Everyone who reads the newspapers learns something about Mars, and ventures to give his opinion, whether it is like the earth—inhabited, has seas or atmosphere, etc. So that, whatever new facts are revealed, new truths announced, the minds of men are made so much richer.

Knowledge, the progress of science, the discoveries of important facts, the improvements of political, social, or civil laws, do not come to us spontaneously, nor do they come to us suddenly in overpowering quantities; it is a process of gradual acquirement, a slow accumulation, to which every generation contributes its quota of observation and experience that makes up the total wealth of aggregate thought, and is handed down from generation to generation, our common inheritance.

This common inheritance is neither all true nor all good. A large proportion that has been handed down to us by the ancients is not true or good, though it is believed to be true and good.

The revelations of absolute truths, of actual facts, are of more recent date—discoveries made within the last few centuries. The spurious, so-called revelations are the works of antiquity, which are not based on truth or fact or knowledge or experience. The mental faculties of pristine men were primitive, and their ideas were as primitive. They lived in an age of infancy; it was all surprise, wonder, astonishment, and miracle.

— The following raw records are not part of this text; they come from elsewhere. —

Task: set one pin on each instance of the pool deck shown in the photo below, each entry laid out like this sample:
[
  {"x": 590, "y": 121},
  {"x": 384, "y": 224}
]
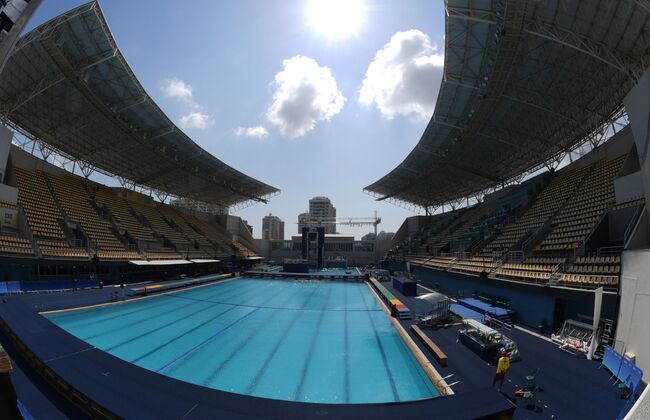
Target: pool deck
[
  {"x": 571, "y": 387},
  {"x": 125, "y": 390}
]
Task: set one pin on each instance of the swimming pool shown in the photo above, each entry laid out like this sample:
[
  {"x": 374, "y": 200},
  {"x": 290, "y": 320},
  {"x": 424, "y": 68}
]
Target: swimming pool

When Kepler discovered the law that “Planets revolve in ellipses with the sun at one focus,” he worked hard for many days, and after many trials succeeded. He also discovered a second law, which he defines, “A line connecting the center of the earth with the center of the sun passes over equal spaces in equal times;” and his third law, “The squares of the times of revolutions of the planets about the sun are proportioned to the center of their mean distance from the sun.”

No one ever claimed for Kepler, nor has he laid claim himself, that he was inspired by God, or received the idea through any supernatural agency.

The hostile and bitter opposition that Galileo met on the part of the Christian Church is too well known; but the importance of his discoveries, and the truth, remains.

All intelligent persons ought to understand Newton’s law of gravitation. If they understood the full import and significance of that law, they would never believe in the absurd miracles of Moses, Joshua, Elijah, Christ and Company. The law: “Every particle of matter in the universe attracts every other particle of matter with a force directly proportional to its quantity of matter, and decreasing as the square of the distance increases.”

It is most remarkable—that man discovering great truths, concerning which there has never been any dispute, or controversy, or fight; that stand, unaltered and unchanged, forever. Such men have not been inspired by God, Jehovah, Christ, or the Holy Ghost, or anything supernatural. They have accomplished their works by their powers of observation, great mental efforts, skillful explanation and elucidation, accomplished by hard and untiring work.

It is astonishing that, in the presence of so many revealed natural truths, so many ascertained scientific facts, and numerous discoveries in this century, which is claimed to be much advanced in civilization, intelligent persons—teachers, preachers, priests, and those laying claim to scholarship—still believe that the visionary figures, the product of distorted imagination or hallucination, of men like Isaiah, Ezekiel, etc., were of supernatural origin.